Brief description of the setup: We have a mobile platform, where the OEM ECU and different sensors are connected to a X90 PLC. These sensor data and setpoints are exchanged via Powerlink to an APC910. There, a hypervisor system with an AR and a debian GPOS is installed, exchanging data via exOS.
We regularily but not always see two different exceptions, triggering a SERV mode of the APC runtime.
but before I start to change the setup: What could be the reason that these exceptions sometime aren’t triggered for a whole week, and sometimes it happens every hour? I was not able to reliably trigger this event for troubleshooting. There is no logic in the PLC code of the APC, it is just a transparent data link so to say.
Idle task on APC has 59% CPU usage.
The APC uses system timer as clock source, while the X90 uses PLK as clock source. Can it be that the PLK communication interferes somehow?
Is it possible that anything on the debian system can cause these “outliers”? Network, CPU, memory, disk usage?
Stack trace of the cycle time violation indicates an issue inside the exos library is attached.
Sadly, I heard that exos is discontinued and not even listed on br-automation.com anymore, so I don’t expect any support here.
If we would fully refactor the system, is there a best practice configuration to exchange data to a linux system?
I haven’t any experience with ExOS or deeper knowledge of Hypervisor system.
But at least, the data I see looks a bit similar to an issue I had many years ago (using ArWin, not Hypervisor).
That’s the reason why I want to share my thoughts:
the data im the backtrace points in the direction of increased ethernet communication.
In a general PCI bus architecture (multi master bus), the bus master that is active right now cannot be forced to stop data transfer and release the bus.

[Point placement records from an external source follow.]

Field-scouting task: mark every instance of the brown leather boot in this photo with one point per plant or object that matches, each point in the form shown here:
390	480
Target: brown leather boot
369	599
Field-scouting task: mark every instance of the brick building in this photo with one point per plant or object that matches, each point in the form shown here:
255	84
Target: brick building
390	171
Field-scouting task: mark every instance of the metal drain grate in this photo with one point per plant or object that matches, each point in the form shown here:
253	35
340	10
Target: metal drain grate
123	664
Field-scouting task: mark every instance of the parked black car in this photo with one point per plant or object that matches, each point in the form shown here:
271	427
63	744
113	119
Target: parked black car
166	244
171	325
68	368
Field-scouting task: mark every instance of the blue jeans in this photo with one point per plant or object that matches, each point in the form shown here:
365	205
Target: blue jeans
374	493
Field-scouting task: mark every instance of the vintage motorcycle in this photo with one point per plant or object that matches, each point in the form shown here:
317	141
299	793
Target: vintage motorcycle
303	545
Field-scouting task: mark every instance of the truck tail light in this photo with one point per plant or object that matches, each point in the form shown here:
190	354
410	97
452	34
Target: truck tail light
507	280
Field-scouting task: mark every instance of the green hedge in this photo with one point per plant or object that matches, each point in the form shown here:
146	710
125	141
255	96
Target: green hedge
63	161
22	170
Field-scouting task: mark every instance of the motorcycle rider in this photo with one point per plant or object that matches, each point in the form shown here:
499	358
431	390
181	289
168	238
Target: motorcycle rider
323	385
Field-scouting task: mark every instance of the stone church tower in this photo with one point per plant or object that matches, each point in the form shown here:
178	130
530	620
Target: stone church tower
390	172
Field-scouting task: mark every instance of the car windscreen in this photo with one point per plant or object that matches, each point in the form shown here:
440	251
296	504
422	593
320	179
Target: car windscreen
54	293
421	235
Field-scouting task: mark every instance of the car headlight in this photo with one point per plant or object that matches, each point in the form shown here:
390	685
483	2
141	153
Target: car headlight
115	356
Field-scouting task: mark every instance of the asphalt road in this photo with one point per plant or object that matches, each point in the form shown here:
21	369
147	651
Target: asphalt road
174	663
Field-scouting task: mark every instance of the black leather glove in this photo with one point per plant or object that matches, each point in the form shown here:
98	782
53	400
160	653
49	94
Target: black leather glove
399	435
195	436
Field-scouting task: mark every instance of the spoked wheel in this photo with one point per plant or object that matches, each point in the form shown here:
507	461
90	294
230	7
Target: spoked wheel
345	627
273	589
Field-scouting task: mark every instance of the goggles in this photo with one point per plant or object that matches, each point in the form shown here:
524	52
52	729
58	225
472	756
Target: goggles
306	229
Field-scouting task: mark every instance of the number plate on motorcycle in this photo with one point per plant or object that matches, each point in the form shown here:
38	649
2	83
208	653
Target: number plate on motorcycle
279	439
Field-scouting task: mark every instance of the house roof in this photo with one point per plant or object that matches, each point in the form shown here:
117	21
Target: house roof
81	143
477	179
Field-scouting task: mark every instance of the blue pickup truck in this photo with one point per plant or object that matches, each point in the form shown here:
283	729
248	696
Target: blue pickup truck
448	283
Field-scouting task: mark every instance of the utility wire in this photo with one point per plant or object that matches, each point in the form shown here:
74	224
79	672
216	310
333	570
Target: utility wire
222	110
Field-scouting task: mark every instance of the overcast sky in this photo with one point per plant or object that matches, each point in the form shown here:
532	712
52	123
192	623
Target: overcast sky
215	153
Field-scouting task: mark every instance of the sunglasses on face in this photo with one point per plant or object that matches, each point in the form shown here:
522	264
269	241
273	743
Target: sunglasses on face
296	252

That means, if a bus master has control, other bus masters can’t tranfer their data until the active one finishes the transfer. The AR interface cards, but also other PCI devices like ethernet interfaces and so on, are such masters. And if perhaps the ethernet interface blocks the bus too long, the AR interface card cannot transfer the IO data within the configured cycle, which leads then to a IO scheduler cycle time violation.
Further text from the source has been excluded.